Red Mountain Mining is working on two main areas of resources on the Batangas project, Archangel and Lobo. "At the moment the focus is defining additional high-grade gold lodes at our lobo properties," Dugdale states. "Currently [it's] a smaller, much higher grade resource at lobo – about 45,000oz. But it's grading at over 7g per ton, so it's potentially a very low production cost. The other main property, archangel, is a large, lower grade resource of 360,000oz grading 2 g per ton gold. The more gold we find at a higher grade, the better. And the good news is that we're finding extensions to the high-grade material at lobo as we speak. [Our Filipino workforce] is digging trenches on extensions to the gold lode system."

He is justly proud of the company's current setup, which features excellent base case resources and full mining licences on the resource areas "which means we're more advanced than most exploration companies."

Another key advantage is the location of the mine: close to Manila and the industrial centre of Batangas. This means the firm has excellent access to infrastructure and low-cost power. "It is a fantastic location," Dugdale says.
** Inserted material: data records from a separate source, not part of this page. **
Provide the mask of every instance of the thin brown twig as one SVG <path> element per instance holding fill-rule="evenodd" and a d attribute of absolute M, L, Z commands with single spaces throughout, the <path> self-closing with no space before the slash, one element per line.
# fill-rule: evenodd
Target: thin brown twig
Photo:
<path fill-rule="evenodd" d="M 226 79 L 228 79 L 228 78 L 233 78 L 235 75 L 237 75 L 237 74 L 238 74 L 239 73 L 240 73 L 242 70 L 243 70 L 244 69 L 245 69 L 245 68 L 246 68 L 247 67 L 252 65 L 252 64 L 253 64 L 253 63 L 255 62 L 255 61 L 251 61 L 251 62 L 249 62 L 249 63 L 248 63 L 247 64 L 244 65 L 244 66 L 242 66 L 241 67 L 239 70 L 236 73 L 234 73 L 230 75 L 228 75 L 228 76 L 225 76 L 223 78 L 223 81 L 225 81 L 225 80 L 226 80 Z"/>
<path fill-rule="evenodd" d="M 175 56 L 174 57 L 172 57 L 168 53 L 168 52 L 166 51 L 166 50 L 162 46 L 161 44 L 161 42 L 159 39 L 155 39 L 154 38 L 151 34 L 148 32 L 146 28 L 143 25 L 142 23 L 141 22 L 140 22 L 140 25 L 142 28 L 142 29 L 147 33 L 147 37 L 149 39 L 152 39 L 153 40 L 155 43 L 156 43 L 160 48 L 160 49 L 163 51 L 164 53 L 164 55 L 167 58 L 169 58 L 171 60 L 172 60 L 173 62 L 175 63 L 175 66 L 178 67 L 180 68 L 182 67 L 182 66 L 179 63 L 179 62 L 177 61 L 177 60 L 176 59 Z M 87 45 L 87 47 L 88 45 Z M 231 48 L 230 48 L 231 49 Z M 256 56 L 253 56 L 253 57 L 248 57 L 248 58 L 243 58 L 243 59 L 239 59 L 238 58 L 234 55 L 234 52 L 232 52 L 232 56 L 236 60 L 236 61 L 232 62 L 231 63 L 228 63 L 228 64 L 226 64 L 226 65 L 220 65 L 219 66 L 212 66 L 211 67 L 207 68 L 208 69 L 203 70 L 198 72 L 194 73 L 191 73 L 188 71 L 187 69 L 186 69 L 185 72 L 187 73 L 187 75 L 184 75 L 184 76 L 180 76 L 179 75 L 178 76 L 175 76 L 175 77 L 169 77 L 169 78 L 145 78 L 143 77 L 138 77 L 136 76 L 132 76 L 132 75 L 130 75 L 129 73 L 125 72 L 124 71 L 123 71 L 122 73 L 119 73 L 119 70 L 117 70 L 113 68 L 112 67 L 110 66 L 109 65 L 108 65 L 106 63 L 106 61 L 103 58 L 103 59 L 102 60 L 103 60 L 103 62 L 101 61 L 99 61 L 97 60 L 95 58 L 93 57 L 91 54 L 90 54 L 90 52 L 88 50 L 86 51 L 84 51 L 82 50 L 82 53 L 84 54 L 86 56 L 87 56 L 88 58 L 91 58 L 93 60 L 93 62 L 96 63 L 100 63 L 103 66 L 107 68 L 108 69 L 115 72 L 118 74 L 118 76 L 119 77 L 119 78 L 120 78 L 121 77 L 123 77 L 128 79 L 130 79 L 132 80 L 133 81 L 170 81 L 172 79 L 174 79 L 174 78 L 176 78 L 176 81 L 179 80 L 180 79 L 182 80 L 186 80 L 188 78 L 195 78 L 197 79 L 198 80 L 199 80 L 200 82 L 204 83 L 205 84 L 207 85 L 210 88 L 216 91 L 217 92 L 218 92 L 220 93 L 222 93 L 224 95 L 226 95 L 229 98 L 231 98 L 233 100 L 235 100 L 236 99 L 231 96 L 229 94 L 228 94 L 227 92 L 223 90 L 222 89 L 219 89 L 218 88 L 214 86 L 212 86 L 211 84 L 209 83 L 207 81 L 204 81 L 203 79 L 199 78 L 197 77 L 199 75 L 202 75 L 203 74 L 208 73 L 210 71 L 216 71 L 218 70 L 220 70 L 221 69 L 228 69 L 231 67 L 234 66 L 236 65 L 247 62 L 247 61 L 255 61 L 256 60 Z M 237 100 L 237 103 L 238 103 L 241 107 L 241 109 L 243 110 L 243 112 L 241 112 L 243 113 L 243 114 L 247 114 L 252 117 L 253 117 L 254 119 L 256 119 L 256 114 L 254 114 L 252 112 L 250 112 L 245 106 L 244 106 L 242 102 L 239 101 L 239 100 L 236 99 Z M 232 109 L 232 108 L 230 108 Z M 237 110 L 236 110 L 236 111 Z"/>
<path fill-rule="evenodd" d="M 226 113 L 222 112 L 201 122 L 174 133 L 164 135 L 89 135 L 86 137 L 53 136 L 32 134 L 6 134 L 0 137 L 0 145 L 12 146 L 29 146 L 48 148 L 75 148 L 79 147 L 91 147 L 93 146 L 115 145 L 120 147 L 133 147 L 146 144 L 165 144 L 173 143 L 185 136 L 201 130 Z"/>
There are some challenges inherent in such an enterprise however, not least the unpredictable Filipino weather. The Philippines typically plays reluctant host to 20 typhoons a year and most of them do affect operations. But Dugdale is confident: "Typhoons are a given. Earthquakes are a given. It's not like we're experiencing typhoons where you never get them. We're ready." Natural hazards aside, the chief struggle in the mining industry is getting approval for projects: "we're close to the coast and the Philippines is environmentally sensitive so there's a good set of rules to comply with. One of the key things [for us] is satisfying the local government and community so that we do the right thing. The subsidiary company that's operating, that Red Mountain own, has been operating there for twelve years. Our team's got a very good track record of meeting those challenges."

Red Mountain Mining is well established in the Philippines and there is obvious pride in the team that the company has put together: "on the ground our team is almost entirely Filipino, with only one ex-pat, Geoff Boswell, (Boswell is the Philippines Country Manager and chairman of RMM's subsidiary MRl gold inc) who coordinates the business and manages the local team. Indeed, Red Mountain Mining employees around fifty permanent members of staff, with two thirds of its on-the-ground workforce being local to the area. The recruitment process is not a difficult thing, argues Dugdale: "the Philippines has a very well educated and experienced workforce, internationally renowned, so it's just a matter of finding the best people and treating them properly when you get them. That team's been built up over a long period, it's about putting the effort in and making sure you have people that are based in the country who know what to look for."

The greatest challenge facing junior companies such as Red Mountain Mining is raising sufficient funding when required. "It [the funding requirements] goes through a series of stages: the last equity raising was really for exploration, but also for the scoping study. These initial stages will complete by the first quarter of next year. Then we'll need to look at our next stage - more exploration drilling to firm up those high-grade resources then potentially a feasibility study into the project development." The length of this further feasibility stage will vary depending on how extensive the study becomes: "it depends whether we want to take it all the way through to bankable or whether we just want to complete a smaller study into a more modest, locally funded project development, then submit it to the Philippines permitting system." Dugdale is reluctant to provide a precise amount or timing on raising further funds: "First, we'll deliver the scoping study and the additional exploration. after that we'll either take advantage of a stronger share price that has responded to our good results or we may look to bring in a strategic investment partner at the project level." overall, Dugdale seems confident in the project's long term prospects: "we have high-grade gold, at surface, with potential for very low production costs." it really is a golden opportunity.